Elle se tourna de l’autre côté en achevant ces paroles et commanda à sa fille d’appeler ses femmes, sans vouloir l’écouter ni parler davantage. Mme de Clèves sortit de la chambre de sa mère en l’état qu’on peut s’imaginer, et Mme de Chartres ne songea plus qu’à se préparer à la mort. Elle vécut encore deux jours, pendant lesquels elle ne voulut plus revoir sa fille, qui était la seule chose à quoi elle se sentait attachée.

Mme de Clèves était dans une affliction extrême. Son mari ne la quittait point, et, sitôt que Mme de Chartres fut expirée, il l’emmena à la campagne pour l’éloigner d’un lieu qui ne faisait qu’aigrir sa douleur. On n’en a jamais vu de pareille. Quoique la tendresse et la reconnaissance y eussent la plus grande part, le besoin qu’elle sentait qu’elle avait de sa mère pour se défendre contre M. de Nemours ne laissait pas d’y en avoir beaucoup. Elle se trouvait malheureuse d’être abandonnée à elle-même dans un temps où elle était si peu maîtresse de ses sentiments, et où elle eût tant souhaité d’avoir quelqu’un qui pût la plaindre et lui donner de la force. La manière dont M. de Clèves en usait pour elle lui faisait souhaiter plus fortement que jamais de ne manquer à rien de ce qu’elle lui devait. Elle lui témoignait aussi plus d’amitié et plus de tendresse qu’elle n’avait encore fait ; elle ne voulait point qu’il la quittât, et il lui semblait qu’à force de s’attacher à lui il la défendrait contre M. de Nemours.

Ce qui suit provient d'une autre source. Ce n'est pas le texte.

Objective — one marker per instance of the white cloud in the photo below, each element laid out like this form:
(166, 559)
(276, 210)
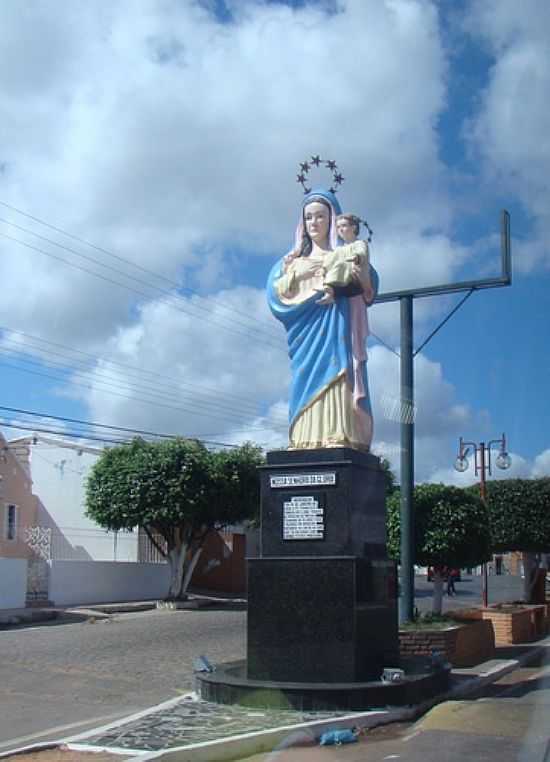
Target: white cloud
(163, 135)
(158, 133)
(541, 465)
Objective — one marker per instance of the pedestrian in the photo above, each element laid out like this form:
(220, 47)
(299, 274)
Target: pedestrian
(450, 582)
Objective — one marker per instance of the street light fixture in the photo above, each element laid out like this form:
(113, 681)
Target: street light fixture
(482, 467)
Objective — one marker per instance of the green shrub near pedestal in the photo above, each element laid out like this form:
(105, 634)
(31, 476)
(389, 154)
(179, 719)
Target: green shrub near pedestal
(451, 529)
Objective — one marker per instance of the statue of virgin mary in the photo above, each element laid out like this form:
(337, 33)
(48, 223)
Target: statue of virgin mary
(329, 395)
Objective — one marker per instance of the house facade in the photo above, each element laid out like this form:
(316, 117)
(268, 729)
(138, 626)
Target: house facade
(18, 505)
(57, 470)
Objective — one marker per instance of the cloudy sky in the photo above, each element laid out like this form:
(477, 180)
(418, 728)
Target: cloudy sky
(148, 158)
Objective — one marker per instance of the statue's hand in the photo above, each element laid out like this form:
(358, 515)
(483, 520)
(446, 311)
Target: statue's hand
(310, 270)
(362, 275)
(328, 296)
(289, 258)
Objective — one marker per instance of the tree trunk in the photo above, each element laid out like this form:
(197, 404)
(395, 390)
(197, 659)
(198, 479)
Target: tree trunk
(189, 572)
(176, 561)
(438, 591)
(530, 568)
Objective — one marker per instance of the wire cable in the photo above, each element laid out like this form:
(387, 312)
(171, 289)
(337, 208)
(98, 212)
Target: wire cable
(164, 300)
(117, 257)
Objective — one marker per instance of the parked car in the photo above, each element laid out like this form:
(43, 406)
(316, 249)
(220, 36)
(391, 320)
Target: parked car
(454, 572)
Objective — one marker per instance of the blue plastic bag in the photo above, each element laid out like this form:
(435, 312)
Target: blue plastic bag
(337, 737)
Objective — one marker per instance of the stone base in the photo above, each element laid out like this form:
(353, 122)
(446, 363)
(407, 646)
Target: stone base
(228, 684)
(321, 619)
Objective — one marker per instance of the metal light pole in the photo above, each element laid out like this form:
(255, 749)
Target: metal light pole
(482, 465)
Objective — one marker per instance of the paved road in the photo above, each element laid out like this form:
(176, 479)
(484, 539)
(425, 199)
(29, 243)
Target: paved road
(508, 722)
(70, 677)
(468, 592)
(65, 678)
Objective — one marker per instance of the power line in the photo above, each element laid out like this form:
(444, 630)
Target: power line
(83, 436)
(117, 257)
(141, 371)
(218, 323)
(133, 399)
(94, 424)
(205, 408)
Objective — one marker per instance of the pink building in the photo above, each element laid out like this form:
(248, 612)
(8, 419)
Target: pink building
(18, 505)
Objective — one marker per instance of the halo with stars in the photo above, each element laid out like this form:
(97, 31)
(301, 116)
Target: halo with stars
(337, 180)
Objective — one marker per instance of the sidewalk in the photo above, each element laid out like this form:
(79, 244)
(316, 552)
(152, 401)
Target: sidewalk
(187, 728)
(198, 598)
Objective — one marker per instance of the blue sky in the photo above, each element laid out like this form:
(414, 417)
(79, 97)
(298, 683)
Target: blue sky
(168, 134)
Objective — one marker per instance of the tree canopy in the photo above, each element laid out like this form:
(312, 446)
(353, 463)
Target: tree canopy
(177, 490)
(451, 526)
(519, 514)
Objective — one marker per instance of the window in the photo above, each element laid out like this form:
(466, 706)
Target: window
(11, 522)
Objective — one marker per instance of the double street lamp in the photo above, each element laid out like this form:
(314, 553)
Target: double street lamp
(482, 467)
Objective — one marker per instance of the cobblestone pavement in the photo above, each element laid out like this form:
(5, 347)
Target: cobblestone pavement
(65, 678)
(193, 721)
(62, 679)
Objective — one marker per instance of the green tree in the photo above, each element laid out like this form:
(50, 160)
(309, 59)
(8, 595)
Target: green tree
(519, 514)
(451, 529)
(176, 490)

Ce prince vint voir M. de Clèves à la campagne ; il fit ce qu’il put pour rendre aussi une visite à Mme de Clèves, mais elle ne le voulut point recevoir ; et, sentant bien qu’elle ne pouvait s’empêcher de le trouver aimable, elle avait fait une forte résolution de s’empêcher de le voir et d’en éviter toutes les occasions qui dépendraient d’elle.